Nesse período, o universo de Alien seguiu outros caminhos. Alien: Romulus, dirigido por Fede Álvarez, chegou aos cinemas em 2024 com uma história situada entre os acontecimentos de Alien, o Oitavo Passageiro e Aliens: O Resgate, enquanto a série Alien: Earth, criada por Noah Hawley, também expandiu a franquia pela televisão.
Scott continuou envolvido nesses projetos como produtor. Em sua nova entrevista, ele inclusive elogiou Alien: Earth, classificando a produção como “muito boa”.
Agora, porém, o diretor pretende voltar diretamente ao arco que deixou aberto há quase uma década. A intenção de concluir essa história não é exatamente nova: após o lançamento de Alien: Covenant, Scott já havia comentado diversas vezes que pretendia realizar novos filmes capazes de aproximar gradualmente os acontecimentos das prequels do longa original de 1979.
O próprio conceito de Alien: Covenant nasceu dessa expansão. O filme sucedeu Prometheus, que originalmente tinha uma ligação menos explícita com a franquia, e passou a incorporar diretamente elementos como os Xenomorfos e o título Alien.

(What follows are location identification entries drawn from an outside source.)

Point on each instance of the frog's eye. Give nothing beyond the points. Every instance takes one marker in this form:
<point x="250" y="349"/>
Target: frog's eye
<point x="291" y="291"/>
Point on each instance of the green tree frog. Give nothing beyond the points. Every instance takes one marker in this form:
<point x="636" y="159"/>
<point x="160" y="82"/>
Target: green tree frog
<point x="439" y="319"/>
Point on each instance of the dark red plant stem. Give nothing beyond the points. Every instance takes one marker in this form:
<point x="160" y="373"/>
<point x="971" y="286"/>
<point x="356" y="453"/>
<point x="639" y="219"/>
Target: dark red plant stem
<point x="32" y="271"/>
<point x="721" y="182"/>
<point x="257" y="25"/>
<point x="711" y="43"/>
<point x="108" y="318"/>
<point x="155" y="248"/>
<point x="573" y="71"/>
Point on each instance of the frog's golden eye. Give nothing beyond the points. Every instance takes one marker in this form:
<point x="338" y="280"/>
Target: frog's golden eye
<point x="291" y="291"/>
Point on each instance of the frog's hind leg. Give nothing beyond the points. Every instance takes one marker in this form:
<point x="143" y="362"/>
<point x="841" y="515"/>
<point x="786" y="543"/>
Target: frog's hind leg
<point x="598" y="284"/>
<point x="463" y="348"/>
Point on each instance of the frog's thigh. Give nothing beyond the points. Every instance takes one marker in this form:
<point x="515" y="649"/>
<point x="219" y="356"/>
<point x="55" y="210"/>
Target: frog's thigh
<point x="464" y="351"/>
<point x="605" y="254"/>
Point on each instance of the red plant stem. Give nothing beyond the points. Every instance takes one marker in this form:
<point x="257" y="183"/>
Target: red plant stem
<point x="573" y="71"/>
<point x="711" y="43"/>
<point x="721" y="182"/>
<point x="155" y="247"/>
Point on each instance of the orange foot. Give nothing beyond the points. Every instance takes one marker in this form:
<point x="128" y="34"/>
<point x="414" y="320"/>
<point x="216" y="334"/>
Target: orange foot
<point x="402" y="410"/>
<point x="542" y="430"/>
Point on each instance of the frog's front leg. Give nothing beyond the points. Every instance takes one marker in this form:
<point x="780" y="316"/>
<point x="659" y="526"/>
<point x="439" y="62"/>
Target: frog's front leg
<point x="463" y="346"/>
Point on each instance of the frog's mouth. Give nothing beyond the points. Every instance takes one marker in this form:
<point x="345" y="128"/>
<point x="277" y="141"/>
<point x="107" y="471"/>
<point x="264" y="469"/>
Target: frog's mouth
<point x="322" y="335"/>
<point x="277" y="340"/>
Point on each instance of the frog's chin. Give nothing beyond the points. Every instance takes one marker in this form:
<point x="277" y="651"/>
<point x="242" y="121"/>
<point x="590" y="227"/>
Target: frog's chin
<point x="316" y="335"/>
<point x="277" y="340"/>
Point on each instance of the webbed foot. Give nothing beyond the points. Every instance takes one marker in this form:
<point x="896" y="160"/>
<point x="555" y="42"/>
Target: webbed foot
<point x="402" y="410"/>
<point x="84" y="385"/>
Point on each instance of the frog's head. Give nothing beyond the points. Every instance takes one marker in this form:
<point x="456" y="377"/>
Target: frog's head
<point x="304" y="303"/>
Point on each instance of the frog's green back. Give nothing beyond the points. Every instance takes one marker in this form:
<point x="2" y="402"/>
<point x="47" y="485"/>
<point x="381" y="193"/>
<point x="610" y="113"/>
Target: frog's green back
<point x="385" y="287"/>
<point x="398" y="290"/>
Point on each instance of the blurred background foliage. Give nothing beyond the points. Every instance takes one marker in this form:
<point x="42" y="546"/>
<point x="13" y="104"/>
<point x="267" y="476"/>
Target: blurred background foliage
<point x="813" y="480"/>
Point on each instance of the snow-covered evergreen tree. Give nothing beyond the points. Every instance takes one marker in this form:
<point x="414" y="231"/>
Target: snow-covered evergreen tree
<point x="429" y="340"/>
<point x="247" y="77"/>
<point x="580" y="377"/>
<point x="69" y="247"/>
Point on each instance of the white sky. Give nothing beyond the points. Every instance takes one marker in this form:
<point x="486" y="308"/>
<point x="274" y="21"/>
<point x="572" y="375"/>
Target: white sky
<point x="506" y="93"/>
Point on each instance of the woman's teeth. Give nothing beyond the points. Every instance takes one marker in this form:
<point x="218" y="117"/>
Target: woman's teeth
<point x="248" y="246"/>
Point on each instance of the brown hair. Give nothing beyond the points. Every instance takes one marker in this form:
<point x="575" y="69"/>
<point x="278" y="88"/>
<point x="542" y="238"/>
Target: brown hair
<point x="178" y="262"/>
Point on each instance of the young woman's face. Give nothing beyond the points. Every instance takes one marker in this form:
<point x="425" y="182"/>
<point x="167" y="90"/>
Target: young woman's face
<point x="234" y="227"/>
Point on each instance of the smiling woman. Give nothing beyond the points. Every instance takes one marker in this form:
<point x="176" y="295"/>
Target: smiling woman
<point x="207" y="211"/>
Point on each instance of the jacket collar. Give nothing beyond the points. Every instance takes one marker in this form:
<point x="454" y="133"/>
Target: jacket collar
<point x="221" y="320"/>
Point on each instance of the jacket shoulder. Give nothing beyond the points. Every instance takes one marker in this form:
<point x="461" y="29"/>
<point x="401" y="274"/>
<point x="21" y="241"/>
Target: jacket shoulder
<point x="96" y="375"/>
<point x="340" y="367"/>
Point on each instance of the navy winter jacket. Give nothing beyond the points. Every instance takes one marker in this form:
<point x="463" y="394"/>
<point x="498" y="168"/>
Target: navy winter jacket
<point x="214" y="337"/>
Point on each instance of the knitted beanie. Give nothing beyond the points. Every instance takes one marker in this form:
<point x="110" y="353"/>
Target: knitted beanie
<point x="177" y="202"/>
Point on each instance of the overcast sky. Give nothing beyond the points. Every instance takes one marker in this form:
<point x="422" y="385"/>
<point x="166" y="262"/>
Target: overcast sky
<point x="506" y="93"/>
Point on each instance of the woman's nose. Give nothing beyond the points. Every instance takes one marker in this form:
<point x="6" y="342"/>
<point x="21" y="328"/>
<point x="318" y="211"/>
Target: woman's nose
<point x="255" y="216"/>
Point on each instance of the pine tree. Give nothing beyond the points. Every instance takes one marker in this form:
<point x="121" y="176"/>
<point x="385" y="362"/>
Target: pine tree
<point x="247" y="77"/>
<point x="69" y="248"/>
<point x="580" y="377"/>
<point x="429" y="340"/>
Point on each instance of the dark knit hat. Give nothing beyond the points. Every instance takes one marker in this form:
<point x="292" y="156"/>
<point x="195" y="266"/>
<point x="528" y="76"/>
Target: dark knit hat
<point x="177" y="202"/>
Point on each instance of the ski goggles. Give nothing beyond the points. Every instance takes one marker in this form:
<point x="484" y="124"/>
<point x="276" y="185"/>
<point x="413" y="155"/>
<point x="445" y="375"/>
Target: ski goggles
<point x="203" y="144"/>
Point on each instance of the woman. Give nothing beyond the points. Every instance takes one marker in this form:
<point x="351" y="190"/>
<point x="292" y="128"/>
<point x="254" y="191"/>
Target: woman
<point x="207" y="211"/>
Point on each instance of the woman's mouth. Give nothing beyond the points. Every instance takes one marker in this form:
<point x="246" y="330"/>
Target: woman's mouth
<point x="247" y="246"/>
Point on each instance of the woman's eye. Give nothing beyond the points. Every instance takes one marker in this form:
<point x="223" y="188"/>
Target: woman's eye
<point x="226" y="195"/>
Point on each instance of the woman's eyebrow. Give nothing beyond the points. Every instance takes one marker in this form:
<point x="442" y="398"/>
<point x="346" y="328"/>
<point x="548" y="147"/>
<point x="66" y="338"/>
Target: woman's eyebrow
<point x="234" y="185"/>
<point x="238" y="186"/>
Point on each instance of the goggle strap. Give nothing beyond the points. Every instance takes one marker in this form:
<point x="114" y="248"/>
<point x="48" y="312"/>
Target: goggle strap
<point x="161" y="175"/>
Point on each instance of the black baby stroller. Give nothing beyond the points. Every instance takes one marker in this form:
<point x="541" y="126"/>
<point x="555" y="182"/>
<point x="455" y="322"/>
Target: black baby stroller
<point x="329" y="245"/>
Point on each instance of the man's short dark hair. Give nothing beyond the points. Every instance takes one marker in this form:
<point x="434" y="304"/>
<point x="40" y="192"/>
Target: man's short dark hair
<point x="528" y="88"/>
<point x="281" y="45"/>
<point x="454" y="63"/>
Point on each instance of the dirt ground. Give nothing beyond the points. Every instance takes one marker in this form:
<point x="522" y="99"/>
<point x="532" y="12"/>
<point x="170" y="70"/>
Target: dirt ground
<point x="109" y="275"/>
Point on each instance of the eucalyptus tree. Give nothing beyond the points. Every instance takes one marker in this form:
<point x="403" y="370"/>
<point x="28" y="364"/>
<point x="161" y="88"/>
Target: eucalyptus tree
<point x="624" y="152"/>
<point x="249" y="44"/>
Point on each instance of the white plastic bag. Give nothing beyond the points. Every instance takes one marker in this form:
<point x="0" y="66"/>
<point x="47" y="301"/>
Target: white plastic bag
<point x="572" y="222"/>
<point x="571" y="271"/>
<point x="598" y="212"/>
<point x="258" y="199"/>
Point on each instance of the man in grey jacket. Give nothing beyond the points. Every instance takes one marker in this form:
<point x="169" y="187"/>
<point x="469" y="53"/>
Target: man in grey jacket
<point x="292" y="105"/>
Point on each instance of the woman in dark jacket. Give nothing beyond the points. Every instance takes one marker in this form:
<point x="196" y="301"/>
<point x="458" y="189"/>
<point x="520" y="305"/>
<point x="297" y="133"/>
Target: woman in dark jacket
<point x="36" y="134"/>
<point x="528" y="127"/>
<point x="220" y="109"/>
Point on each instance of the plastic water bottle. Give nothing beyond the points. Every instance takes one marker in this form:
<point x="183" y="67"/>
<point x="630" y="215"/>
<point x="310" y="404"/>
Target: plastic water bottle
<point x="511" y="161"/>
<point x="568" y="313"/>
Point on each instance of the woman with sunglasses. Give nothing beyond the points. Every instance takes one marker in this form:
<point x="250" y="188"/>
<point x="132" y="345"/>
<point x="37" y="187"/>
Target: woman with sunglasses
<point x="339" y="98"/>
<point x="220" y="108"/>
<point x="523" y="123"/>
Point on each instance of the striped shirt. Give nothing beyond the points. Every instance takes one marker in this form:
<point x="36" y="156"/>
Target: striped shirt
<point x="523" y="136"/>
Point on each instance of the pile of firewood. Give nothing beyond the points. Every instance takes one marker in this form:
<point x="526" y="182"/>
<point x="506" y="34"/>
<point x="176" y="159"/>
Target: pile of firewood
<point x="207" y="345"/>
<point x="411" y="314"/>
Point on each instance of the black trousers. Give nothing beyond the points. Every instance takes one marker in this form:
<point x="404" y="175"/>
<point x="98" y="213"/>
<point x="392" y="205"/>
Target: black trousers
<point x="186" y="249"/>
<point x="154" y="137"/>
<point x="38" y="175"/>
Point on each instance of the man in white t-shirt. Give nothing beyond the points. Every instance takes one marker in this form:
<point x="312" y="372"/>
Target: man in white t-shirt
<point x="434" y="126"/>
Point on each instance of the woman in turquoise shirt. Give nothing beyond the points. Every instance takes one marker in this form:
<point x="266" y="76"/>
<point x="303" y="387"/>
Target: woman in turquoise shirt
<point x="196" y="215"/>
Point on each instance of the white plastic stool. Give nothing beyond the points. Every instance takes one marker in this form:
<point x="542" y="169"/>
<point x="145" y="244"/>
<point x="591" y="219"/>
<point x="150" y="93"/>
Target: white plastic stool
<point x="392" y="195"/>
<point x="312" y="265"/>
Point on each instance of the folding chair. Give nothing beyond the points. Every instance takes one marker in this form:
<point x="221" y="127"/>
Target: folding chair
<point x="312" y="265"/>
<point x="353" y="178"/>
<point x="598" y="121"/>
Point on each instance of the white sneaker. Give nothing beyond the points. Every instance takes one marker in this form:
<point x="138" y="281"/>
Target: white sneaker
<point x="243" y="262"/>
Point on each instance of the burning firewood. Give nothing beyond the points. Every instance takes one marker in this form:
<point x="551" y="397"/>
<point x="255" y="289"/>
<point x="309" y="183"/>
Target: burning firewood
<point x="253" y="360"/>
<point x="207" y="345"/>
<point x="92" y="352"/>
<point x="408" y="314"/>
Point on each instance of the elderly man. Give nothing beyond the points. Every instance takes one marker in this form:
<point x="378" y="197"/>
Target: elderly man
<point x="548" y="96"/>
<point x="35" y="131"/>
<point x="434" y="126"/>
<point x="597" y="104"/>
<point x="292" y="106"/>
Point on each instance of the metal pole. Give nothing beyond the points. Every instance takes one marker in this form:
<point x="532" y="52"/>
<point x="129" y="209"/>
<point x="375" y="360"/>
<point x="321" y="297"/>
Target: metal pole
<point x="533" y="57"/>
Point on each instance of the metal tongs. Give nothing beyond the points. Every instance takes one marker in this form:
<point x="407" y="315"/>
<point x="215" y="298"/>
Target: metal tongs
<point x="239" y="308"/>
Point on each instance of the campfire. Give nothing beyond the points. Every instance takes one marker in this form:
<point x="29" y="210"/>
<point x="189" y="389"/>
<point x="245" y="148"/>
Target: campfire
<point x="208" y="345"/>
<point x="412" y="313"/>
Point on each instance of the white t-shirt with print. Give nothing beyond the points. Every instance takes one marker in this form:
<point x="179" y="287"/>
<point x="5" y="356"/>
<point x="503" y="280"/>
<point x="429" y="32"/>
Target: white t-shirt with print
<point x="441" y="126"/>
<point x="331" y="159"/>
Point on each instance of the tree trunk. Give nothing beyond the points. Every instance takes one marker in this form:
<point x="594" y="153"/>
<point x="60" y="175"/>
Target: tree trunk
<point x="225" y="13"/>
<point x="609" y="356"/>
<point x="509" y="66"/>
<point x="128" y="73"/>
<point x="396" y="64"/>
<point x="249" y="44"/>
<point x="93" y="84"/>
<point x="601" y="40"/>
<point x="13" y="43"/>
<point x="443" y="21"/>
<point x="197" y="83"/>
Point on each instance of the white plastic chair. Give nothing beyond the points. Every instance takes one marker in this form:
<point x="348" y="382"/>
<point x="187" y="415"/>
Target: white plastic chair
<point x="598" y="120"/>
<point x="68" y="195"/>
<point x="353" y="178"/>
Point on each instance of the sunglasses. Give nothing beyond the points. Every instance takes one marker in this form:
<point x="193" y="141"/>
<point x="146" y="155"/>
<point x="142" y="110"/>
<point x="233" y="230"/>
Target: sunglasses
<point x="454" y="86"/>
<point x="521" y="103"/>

A nova produção ainda está em estágio inicial e, até o momento, não possui título oficial, elenco completo, cronograma de filmagens ou data de estreia divulgados.
Também não houve um anúncio separado da 20th Century Studios detalhando o projeto. As informações conhecidas partem diretamente de Ridley Scott, que afirmou ao Los Angeles Times que o terceiro filme prequel está entre os trabalhos atualmente em desenvolvimento.
Caso Michael Fassbender retorne como David, será sua terceira participação nessa fase da franquia depois de Prometheus e Alien: Covenant. Em Covenant, o ator ainda desempenhou um papel duplo ao interpretar David e Walter, dois modelos diferentes de androides construídos pela corporação Weyland-Yutani.
A continuação poderá finalmente responder ao que aconteceu depois de David assumir a Covenant e até onde seus experimentos podem chegar. Mais do que simplesmente explicar a origem dos Xenomorfos, o novo filme parece disposto a retomar uma das ideias que Ridley Scott vem explorando desde o início das prequels: o que acontece quando uma criação humana passa a acreditar que pode criar algo superior aos próprios humanos.